Anna Sonny, 28 June 2013

After the deal reached in February was rejected by the European Parliament, a new agreement on the EU budget has been reached by EU leaders.

The budget has not changed in size, but in structure; the figure remains at 960 billion euros but more flexibility in spending will allow the money to be disbursed when and where it is needed.

With youth unemployment in Europe at a record high, reaching a staggering 50% in some parts of Greece and Spain, schemes to get young people into work feature as a main priority. It is possible that early payments will be made for these programmes, as well as programmes on research, education and small businesses.

Plans were also drafted on agricultural reform and banking bailouts, with agreements being made to protect savers as much as possible.

In the deal made for 2009-2013, around 50 billion euros of left over money was reimbursed back to member states, but the agreement made for 2014-2020 has not left room for any spare cash; it will all be spent.

The deal will need to be agreed by MEPs next week. As usual, it seems to be a compromise between MEPs who seem happy to spend as much as possible, and member state leaders who are keen to cut back on spending in order to reflect the austerity measures being pushed through domestically.
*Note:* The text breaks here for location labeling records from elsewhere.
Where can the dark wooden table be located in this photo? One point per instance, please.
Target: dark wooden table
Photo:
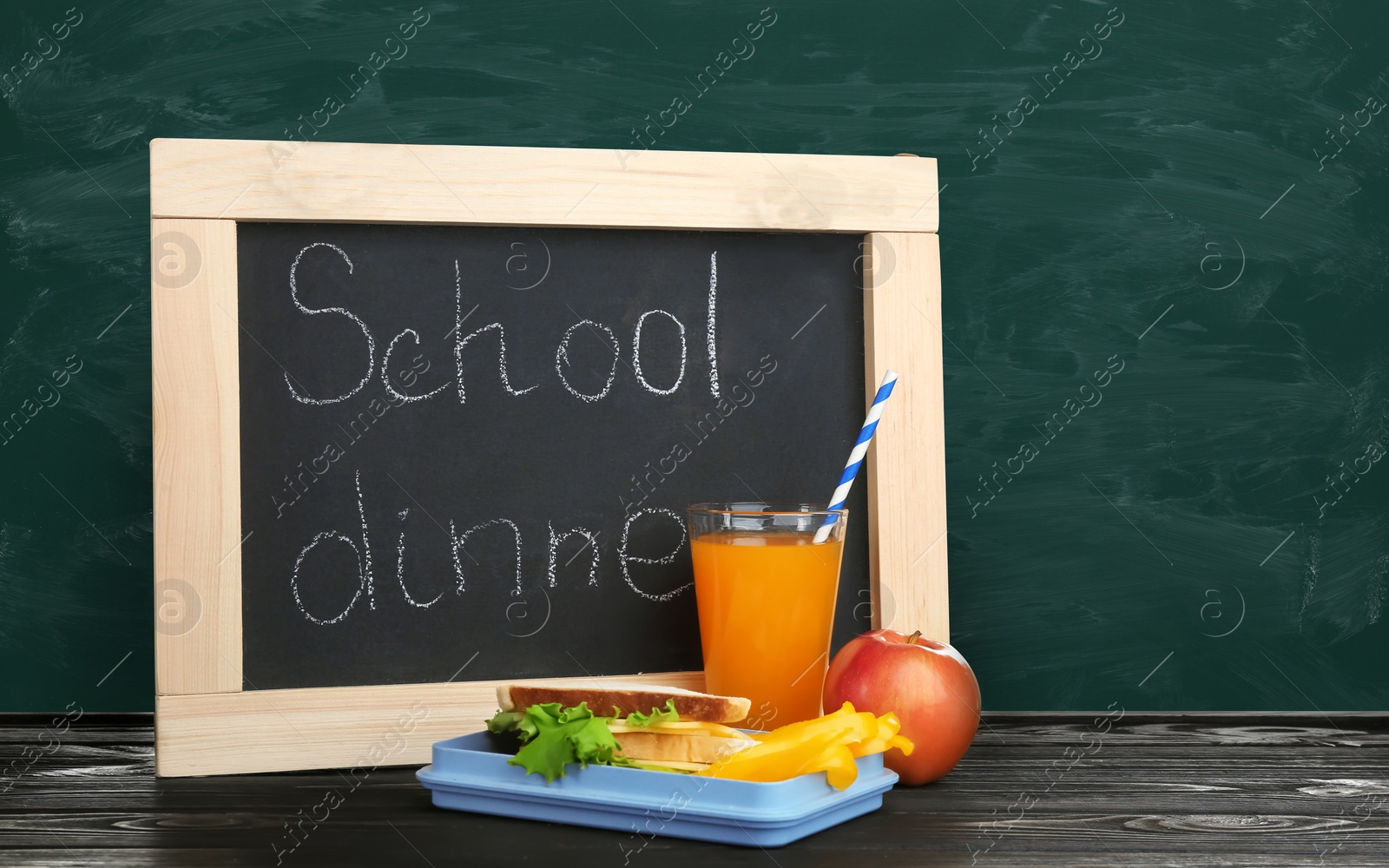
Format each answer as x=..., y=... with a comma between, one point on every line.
x=1032, y=791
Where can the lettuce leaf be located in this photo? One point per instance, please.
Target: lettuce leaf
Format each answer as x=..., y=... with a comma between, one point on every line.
x=556, y=736
x=667, y=715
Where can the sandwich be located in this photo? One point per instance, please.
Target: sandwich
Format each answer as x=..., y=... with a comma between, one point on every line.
x=611, y=722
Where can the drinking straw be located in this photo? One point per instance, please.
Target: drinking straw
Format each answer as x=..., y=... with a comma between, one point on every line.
x=856, y=456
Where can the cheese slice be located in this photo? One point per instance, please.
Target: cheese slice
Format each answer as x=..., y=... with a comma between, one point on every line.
x=666, y=747
x=681, y=728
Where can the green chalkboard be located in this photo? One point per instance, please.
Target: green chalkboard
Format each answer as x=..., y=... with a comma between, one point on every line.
x=1163, y=229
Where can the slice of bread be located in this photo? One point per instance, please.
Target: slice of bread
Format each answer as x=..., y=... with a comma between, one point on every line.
x=603, y=696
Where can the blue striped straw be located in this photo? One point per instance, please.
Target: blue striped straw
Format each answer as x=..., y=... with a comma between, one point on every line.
x=856, y=457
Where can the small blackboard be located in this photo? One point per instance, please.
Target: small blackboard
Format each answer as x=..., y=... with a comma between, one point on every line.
x=427, y=421
x=465, y=451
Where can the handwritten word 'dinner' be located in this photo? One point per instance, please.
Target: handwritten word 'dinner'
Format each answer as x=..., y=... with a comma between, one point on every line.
x=458, y=538
x=583, y=330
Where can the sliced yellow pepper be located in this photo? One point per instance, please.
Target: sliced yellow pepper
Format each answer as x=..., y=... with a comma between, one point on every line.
x=828, y=743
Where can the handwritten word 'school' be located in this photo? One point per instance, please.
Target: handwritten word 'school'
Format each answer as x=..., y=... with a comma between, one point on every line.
x=583, y=330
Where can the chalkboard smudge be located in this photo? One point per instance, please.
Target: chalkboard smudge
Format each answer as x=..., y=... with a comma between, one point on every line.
x=1027, y=104
x=1027, y=451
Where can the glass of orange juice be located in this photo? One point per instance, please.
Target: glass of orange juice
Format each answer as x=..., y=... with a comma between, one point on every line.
x=766, y=594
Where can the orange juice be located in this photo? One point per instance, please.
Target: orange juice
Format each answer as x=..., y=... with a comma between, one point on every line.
x=766, y=610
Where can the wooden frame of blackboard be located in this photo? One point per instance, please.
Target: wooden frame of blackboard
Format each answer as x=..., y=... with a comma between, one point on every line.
x=206, y=722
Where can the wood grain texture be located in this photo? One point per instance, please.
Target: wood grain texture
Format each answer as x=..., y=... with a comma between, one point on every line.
x=198, y=516
x=1152, y=792
x=539, y=187
x=907, y=549
x=330, y=727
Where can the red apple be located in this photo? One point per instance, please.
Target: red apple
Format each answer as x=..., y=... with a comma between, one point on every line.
x=927, y=684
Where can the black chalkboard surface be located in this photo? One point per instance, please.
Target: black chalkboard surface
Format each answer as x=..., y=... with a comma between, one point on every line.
x=465, y=451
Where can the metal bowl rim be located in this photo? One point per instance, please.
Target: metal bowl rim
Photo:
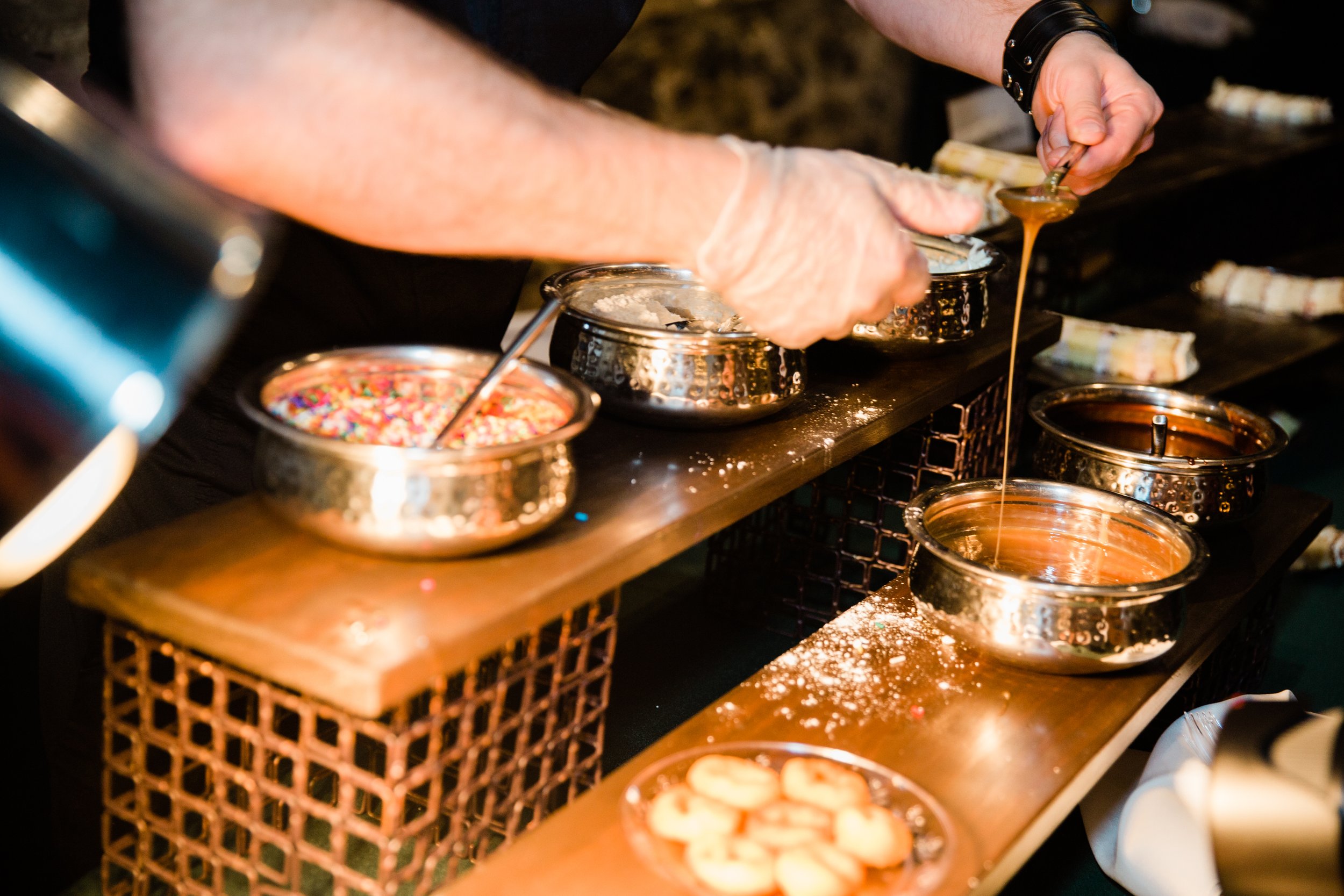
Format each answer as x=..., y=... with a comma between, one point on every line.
x=560, y=283
x=249, y=398
x=996, y=257
x=1043, y=402
x=1089, y=593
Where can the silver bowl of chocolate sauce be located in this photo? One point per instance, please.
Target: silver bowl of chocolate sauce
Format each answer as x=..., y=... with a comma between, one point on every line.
x=414, y=501
x=679, y=377
x=1085, y=580
x=956, y=305
x=1203, y=460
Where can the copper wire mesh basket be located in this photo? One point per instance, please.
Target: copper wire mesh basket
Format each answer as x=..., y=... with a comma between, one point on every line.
x=803, y=559
x=218, y=782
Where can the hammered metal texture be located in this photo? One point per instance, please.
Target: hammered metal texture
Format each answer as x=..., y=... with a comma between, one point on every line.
x=955, y=311
x=221, y=784
x=679, y=381
x=1198, y=497
x=425, y=507
x=1033, y=629
x=802, y=561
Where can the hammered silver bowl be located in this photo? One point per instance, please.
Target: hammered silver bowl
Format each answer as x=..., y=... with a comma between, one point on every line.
x=956, y=307
x=667, y=377
x=1055, y=602
x=406, y=501
x=1097, y=436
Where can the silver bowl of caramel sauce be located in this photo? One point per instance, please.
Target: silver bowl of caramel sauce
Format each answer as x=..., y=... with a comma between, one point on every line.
x=1060, y=578
x=1207, y=469
x=413, y=500
x=699, y=367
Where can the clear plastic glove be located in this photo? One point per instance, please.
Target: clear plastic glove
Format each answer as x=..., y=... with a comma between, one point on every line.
x=812, y=242
x=1200, y=23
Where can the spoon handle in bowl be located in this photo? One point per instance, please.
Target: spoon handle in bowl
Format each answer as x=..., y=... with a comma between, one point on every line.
x=509, y=361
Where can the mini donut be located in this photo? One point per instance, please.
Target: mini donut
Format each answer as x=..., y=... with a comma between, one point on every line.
x=818, y=870
x=732, y=865
x=784, y=824
x=820, y=782
x=874, y=836
x=734, y=781
x=682, y=814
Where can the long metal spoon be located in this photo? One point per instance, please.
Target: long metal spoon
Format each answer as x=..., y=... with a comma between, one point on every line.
x=509, y=361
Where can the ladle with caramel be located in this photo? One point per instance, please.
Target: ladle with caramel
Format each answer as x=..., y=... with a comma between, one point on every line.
x=1035, y=207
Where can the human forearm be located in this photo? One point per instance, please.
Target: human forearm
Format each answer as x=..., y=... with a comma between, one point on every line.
x=366, y=120
x=1084, y=93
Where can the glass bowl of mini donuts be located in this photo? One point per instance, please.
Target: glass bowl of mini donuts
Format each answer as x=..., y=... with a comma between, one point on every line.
x=762, y=819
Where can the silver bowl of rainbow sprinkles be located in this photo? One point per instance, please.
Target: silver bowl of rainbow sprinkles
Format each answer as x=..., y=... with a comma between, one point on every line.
x=416, y=501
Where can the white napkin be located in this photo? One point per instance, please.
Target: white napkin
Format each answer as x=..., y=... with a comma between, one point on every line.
x=1146, y=817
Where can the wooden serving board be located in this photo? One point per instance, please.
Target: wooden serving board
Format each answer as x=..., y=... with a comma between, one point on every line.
x=1009, y=752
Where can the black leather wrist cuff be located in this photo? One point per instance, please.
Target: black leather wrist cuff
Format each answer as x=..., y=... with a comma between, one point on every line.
x=1033, y=37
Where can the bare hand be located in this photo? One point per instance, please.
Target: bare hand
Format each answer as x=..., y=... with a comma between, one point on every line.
x=1089, y=95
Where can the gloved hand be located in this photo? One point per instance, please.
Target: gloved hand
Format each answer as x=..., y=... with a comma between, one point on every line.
x=812, y=242
x=1089, y=95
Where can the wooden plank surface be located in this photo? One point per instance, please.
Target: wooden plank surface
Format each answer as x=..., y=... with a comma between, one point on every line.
x=1009, y=752
x=364, y=633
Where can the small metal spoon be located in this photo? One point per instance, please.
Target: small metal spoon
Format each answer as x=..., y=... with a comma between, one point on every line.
x=509, y=361
x=1049, y=200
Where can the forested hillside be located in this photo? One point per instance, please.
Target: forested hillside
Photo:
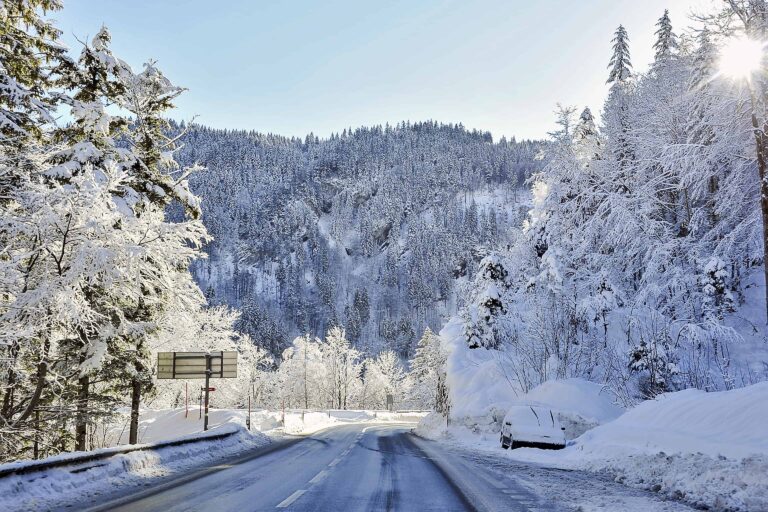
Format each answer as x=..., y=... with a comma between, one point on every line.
x=641, y=264
x=368, y=230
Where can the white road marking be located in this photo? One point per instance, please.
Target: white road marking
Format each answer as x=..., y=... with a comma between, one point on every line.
x=319, y=476
x=290, y=499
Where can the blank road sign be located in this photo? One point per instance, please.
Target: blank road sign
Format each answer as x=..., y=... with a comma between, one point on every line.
x=193, y=365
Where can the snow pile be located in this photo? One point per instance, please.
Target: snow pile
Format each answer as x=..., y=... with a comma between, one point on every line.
x=708, y=449
x=476, y=382
x=58, y=487
x=298, y=422
x=481, y=391
x=730, y=424
x=580, y=405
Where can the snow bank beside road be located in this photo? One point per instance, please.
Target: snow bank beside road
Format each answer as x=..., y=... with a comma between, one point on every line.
x=708, y=449
x=58, y=487
x=731, y=424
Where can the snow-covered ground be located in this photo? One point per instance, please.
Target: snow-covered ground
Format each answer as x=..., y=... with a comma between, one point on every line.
x=163, y=424
x=55, y=487
x=708, y=449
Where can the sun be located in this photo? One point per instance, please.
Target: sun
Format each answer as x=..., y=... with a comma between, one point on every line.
x=741, y=58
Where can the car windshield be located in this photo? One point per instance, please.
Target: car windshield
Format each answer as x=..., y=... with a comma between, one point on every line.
x=524, y=415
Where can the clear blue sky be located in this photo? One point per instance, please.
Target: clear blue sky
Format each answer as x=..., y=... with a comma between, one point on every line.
x=294, y=67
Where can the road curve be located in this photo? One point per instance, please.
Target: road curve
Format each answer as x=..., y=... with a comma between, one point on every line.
x=379, y=467
x=348, y=468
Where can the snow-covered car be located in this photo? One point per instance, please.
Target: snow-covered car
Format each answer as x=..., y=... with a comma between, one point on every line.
x=532, y=426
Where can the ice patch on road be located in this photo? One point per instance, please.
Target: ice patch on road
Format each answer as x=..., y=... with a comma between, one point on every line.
x=79, y=484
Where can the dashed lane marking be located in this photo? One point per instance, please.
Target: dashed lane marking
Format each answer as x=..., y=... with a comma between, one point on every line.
x=319, y=476
x=290, y=499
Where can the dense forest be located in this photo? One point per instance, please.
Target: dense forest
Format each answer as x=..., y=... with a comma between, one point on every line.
x=641, y=263
x=369, y=229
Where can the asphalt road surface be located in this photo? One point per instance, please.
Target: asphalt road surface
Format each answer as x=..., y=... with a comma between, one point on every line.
x=378, y=467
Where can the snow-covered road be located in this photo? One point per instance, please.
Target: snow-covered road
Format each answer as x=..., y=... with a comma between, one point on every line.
x=380, y=467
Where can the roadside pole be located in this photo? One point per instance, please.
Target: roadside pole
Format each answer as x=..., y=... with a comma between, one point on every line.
x=248, y=420
x=207, y=388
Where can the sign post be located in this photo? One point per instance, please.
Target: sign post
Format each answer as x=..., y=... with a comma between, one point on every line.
x=197, y=365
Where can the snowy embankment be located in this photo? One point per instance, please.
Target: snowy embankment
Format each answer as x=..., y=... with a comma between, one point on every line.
x=58, y=487
x=77, y=482
x=708, y=449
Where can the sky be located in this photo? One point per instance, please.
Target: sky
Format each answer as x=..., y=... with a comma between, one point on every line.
x=295, y=67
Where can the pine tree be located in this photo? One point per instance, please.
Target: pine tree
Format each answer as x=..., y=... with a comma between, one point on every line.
x=620, y=63
x=666, y=40
x=30, y=57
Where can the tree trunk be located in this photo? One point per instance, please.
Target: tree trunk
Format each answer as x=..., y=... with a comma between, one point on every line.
x=81, y=425
x=760, y=146
x=133, y=435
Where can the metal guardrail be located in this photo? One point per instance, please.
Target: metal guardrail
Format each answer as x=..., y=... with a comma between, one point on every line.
x=94, y=457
The first real terms cut in spending does mask an actual increase in spending on administration in Brussels; spending on the EU’s mammoth bureaucracy will increase by 1.5%, part of which will cover the cost of final salary pensions for EU officials.

When compared with the 144,000 civil service job cuts and further cuts to spending in British Government departments announced in the spending review this Wednesday, it is clear that the sacrifices being made at national level are not being made within the body of the European Union itself.